The illness can have long-term social, physical, mental, and financial consequences. Lymphomoedema, scrotal swelling, and elephantiasis are some of the visual indications of the condition that appear later in life.
7. Encephalitis in Japan is a disease that affects the brain.
This is the most common cause of viral encephalitis in Asia, with almost 68,000 cases reported each year. Culex is the species that bites humans and transmits the infection to them.
Although the majority of these cases have mild or no symptoms, one out of every 250 cases evolves into a serious illness. Disorientation, headaches, seizures, stiff neck, high temperature, coma, spastic paralysis, and even death are some of the usual symptoms.
The death rate in symptomatic patients could be as high as 30%. The good news is that this encephalitis virus is preventable with a vaccination.
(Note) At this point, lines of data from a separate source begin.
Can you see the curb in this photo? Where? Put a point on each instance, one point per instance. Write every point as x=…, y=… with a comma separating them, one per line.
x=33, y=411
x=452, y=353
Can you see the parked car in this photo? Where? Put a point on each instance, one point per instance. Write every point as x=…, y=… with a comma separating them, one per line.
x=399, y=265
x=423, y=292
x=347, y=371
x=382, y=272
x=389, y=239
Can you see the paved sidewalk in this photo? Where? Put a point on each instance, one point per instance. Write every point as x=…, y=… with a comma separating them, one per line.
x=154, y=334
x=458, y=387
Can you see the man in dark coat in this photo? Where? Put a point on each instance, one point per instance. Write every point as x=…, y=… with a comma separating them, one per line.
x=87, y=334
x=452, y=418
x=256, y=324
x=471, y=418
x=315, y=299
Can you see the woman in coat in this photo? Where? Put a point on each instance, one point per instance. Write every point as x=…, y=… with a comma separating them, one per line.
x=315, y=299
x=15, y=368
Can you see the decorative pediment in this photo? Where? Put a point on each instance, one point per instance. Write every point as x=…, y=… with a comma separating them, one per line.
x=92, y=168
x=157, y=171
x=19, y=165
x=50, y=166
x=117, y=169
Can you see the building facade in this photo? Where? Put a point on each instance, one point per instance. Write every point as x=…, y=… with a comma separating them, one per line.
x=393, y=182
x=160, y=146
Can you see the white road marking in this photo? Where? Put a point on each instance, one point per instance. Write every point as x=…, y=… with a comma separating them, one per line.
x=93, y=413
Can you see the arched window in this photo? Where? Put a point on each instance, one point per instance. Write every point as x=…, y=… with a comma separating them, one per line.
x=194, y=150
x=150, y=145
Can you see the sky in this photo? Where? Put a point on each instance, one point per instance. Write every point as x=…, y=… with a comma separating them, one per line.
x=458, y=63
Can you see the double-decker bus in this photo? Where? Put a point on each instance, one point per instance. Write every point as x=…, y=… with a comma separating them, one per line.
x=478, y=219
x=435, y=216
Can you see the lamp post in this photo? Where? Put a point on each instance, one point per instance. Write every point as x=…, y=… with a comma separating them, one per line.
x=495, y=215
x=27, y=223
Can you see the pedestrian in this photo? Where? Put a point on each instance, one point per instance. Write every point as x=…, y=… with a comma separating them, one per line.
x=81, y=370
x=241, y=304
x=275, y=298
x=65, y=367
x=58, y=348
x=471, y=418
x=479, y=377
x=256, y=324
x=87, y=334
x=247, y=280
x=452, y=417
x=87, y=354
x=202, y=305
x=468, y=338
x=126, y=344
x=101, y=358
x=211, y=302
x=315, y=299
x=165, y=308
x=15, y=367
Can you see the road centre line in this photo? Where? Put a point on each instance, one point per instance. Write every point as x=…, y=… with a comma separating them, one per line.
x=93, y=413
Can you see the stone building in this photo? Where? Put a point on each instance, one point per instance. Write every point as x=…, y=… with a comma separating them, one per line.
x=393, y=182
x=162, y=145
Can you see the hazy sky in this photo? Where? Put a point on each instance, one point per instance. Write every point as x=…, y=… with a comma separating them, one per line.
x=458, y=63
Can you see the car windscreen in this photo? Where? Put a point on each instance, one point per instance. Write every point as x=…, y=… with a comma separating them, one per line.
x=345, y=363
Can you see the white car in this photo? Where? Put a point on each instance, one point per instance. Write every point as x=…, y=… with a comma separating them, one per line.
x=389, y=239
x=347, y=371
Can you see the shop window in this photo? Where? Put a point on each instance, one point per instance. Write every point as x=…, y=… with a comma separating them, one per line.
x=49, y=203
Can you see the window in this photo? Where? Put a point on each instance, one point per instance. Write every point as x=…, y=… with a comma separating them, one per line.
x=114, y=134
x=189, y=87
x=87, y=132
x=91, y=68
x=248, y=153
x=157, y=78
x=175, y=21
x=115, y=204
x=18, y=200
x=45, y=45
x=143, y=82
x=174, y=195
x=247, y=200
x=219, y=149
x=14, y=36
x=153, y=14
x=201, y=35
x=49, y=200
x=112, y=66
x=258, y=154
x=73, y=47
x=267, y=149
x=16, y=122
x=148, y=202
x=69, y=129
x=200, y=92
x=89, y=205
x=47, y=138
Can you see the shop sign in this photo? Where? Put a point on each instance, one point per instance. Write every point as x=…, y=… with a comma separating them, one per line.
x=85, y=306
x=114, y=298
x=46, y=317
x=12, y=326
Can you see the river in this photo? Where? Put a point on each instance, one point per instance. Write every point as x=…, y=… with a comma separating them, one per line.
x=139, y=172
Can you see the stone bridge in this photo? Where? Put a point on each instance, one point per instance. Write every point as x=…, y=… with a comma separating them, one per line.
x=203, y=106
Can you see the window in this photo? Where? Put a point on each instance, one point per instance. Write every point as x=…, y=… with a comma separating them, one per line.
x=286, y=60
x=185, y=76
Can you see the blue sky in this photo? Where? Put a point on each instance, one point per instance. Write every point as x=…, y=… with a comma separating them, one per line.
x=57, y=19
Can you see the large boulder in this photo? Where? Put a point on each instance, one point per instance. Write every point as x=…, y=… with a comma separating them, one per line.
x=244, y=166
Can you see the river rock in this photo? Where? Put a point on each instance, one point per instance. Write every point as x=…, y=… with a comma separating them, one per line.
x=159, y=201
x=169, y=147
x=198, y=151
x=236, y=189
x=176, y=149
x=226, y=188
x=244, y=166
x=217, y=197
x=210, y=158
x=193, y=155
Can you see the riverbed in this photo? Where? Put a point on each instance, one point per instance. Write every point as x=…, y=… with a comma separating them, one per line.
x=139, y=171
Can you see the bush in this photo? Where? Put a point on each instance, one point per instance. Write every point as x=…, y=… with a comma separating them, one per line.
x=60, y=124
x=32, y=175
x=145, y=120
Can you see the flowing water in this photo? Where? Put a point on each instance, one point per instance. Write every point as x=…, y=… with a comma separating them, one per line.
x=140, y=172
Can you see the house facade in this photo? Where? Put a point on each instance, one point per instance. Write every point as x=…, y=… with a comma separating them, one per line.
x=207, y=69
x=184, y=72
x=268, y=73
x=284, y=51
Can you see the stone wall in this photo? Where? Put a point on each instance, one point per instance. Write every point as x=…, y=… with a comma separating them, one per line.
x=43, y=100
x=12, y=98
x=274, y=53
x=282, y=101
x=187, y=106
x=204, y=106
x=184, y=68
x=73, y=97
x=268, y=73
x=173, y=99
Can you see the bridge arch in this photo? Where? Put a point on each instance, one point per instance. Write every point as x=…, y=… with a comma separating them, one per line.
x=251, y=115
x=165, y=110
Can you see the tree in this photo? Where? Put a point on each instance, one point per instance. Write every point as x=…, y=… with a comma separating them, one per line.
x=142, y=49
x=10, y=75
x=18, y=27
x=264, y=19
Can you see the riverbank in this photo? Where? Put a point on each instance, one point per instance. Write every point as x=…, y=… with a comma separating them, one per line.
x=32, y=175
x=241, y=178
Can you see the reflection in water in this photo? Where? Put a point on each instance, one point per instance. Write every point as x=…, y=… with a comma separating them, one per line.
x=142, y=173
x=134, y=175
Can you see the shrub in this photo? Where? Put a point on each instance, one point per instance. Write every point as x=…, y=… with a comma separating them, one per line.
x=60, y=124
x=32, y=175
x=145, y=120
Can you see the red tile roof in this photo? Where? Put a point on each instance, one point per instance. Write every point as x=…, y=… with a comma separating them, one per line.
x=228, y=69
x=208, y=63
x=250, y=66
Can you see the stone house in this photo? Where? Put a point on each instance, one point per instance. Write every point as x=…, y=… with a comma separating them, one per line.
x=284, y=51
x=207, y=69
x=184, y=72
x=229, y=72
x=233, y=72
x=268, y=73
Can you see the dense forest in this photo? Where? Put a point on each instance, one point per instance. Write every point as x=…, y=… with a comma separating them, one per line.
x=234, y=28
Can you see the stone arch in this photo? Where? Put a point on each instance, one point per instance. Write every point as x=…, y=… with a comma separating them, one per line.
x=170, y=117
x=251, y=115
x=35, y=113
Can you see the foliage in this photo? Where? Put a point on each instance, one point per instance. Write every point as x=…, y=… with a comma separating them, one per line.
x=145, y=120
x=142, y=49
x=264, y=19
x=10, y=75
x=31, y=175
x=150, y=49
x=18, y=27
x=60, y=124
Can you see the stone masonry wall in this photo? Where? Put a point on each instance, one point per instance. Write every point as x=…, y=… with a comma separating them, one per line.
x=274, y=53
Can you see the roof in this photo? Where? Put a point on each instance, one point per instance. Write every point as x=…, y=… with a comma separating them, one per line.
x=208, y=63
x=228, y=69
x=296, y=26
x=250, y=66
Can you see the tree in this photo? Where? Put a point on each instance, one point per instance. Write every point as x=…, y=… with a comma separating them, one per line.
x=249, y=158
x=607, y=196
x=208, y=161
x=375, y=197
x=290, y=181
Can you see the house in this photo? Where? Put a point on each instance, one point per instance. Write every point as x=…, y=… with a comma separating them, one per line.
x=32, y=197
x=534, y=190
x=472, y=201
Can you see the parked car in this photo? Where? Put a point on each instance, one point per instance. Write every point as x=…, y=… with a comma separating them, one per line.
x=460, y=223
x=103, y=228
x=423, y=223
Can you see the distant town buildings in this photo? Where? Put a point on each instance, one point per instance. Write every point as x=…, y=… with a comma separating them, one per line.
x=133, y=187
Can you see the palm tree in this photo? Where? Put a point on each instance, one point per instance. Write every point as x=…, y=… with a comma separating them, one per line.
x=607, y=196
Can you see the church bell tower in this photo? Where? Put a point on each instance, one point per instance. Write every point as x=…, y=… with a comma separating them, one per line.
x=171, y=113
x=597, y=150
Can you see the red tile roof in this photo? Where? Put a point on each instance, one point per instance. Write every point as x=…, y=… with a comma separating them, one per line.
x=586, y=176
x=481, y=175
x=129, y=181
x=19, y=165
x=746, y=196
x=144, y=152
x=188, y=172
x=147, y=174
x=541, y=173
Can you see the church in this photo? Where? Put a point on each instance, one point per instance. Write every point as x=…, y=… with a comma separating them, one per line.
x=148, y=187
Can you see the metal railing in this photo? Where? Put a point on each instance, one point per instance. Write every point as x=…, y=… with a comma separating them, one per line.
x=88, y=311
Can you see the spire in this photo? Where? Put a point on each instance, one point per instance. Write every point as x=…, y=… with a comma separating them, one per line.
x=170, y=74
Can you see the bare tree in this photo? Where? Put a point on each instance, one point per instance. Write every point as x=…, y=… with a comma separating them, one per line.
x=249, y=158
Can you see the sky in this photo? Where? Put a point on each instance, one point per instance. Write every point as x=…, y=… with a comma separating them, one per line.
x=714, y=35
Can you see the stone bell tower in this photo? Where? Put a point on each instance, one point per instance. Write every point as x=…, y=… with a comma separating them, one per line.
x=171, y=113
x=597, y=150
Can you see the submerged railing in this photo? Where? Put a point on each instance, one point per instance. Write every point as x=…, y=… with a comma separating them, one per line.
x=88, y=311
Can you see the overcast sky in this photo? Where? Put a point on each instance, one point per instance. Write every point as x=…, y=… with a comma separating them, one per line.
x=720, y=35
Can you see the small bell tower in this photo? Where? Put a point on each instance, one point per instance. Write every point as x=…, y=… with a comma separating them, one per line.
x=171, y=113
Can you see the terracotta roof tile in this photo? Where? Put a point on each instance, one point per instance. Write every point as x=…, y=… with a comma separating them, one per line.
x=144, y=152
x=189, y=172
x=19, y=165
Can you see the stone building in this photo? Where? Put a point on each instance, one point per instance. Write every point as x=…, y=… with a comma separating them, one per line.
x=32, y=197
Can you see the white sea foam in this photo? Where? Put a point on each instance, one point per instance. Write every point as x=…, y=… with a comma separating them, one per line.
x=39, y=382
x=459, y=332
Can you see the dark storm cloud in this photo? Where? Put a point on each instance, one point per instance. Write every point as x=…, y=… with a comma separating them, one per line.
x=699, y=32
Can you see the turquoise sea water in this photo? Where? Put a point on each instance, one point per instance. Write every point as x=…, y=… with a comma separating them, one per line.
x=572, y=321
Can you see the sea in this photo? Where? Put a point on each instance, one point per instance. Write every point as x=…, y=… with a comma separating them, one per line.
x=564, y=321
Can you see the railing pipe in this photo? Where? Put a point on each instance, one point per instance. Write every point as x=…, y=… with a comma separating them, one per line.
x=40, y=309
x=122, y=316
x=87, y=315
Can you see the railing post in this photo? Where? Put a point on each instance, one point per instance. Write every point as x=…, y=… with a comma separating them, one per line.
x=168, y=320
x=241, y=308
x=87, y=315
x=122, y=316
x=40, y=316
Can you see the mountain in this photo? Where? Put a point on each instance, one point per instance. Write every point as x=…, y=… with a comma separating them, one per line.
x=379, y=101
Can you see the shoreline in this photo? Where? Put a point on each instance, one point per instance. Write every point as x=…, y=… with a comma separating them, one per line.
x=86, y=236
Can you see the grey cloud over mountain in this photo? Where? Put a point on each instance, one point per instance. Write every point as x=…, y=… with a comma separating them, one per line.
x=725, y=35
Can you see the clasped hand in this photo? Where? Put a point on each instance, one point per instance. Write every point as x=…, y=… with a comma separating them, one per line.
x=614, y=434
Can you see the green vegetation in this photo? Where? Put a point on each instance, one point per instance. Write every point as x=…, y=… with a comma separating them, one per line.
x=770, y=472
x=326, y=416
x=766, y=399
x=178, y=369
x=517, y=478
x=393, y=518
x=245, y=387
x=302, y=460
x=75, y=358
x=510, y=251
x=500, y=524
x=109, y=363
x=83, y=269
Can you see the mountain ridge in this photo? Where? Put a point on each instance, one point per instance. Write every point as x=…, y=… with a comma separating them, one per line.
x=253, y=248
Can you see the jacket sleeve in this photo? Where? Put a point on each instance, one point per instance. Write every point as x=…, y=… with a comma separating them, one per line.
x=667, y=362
7 Diseases Caused by Mosquitoes
Q1: What percent of mosquitos are disease carriers?
Despite the fact that mosquitos are responsible for a wide range of diseases, not all mosquitos are infected. Only one out of every 500 mosquitos is infected.
Q2: Do mosquitoes have the ability to transmit STDs?
Mosquitoes can only transmit diseases that have the ability to multiply within their own bodies.
Only direct fluid-to-fluid contact allows STDs to survive. The infection is killed by the bugs’ digestive tracts. As a result, it is not transmittable.
Q3: Can a mosquito provide you with medical assistance?
Mosquitoes are known to spread a variety of viruses, including dengue fever and malaria. They do not, however, spread HIV/AIDS. There is no proof that arthropods can transmit AIDS.
Q4: Are mosquitoes capable of transmitting hepatitis?
Mosquitos transmit diseases by their saliva. Hepatitis is only transferred by blood, which is a good thing.
The Best Approach Is Prevention
Mosquito bites aren’t just itchy lumps on the skin. They produce devastating diseases that result in a large number of deaths each year. To protect yourself and your family from the diseases spread by mosquitoes, apply repellants.
Pests will be kept at bay if your surroundings are well maintained. You can also hire a professional exterminator to assist you with the issue.